# nolva



## tweeter (May 31, 2005)

How much nolva should I take while on pct.


----------



## ZECH (May 31, 2005)

what are you taking?


----------



## tweeter (May 31, 2005)

1ad. I have liquid nolva. I need to know how many ML I need to take a day.


----------



## cappo5150 (May 31, 2005)

How long was your cycle? You need to provide all the details in order to receive the best advice.


----------



## Milkyway777 (May 31, 2005)

Since we are on this subject....

I am coming to an end of a 1-AD cycle of 400mg a day for 6 weeks.
Is 60X0 good enough for PCT or should I get some Nolva?


----------



## musclepump (May 31, 2005)

6OXO is adaquate PCT for 1-AD, but that's about it. I wouldn't take Nolva coming off 1-AD, personally.


----------



## Milkyway777 (Jun 1, 2005)

musclepump said:
			
		

> 6OXO is adaquate PCT for 1-AD, but that's about it. I wouldn't take Nolva coming off 1-AD, personally.




Why not?


----------



## tweeter (Jun 1, 2005)

I have ran a 4 week cycle of 600mg a day. I need to know soon because today is the first day of my pct.


----------



## dakota (Jun 1, 2005)

i forget for sure, but since todays the day...try 3ml.


----------



## Dante (Jun 1, 2005)

my liquid tamoxifen citrate is 1ml=20mgs, i dont know if yours is the same. where did you get it?  a good dose is 60mg for a week, 40mg next week, and 20 for the last two.


----------



## dakota (Jun 1, 2005)

i guess i didnt forget


----------



## Dante (Jun 1, 2005)

wasnt thinkin, dont post where you got it..just find out the conversion


----------



## Pirate! (Jun 1, 2005)

tweeter said:
			
		

> 1ad. I have liquid nolva. I need to know how many ML I need to take a day.
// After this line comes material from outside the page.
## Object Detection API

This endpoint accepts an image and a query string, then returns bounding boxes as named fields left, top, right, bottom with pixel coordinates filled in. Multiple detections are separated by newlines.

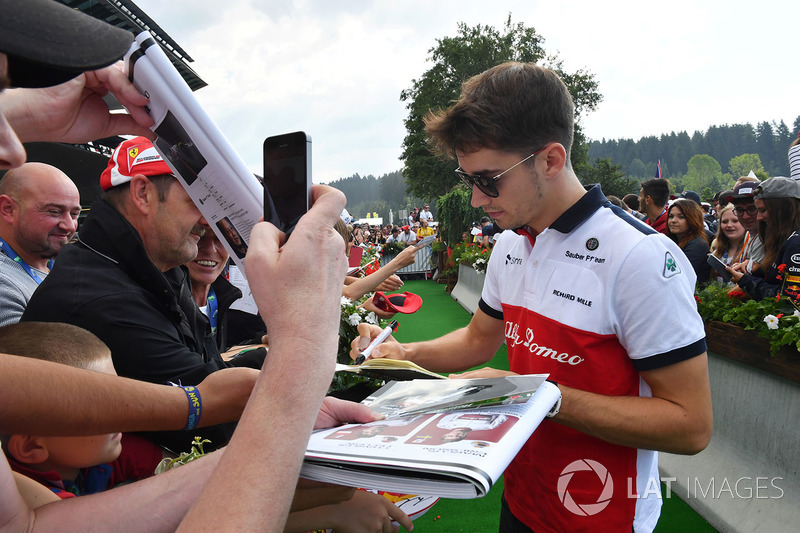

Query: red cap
left=100, top=137, right=172, bottom=191
left=372, top=291, right=422, bottom=315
 60 mg tamoxifen citrate the first two weeks and 30 mg the second two weeks. This is probably 3 mL and 1.5 mL respectively.


----------



## Pirate! (Jun 1, 2005)

Milkyway777 said:
			
		

> Since we are on this subject....
> 
> I am coming to an end of a 1-AD cycle of 400mg a day for 6 weeks.
> Is 60X0 good enough for PCT or should I get some Nolva?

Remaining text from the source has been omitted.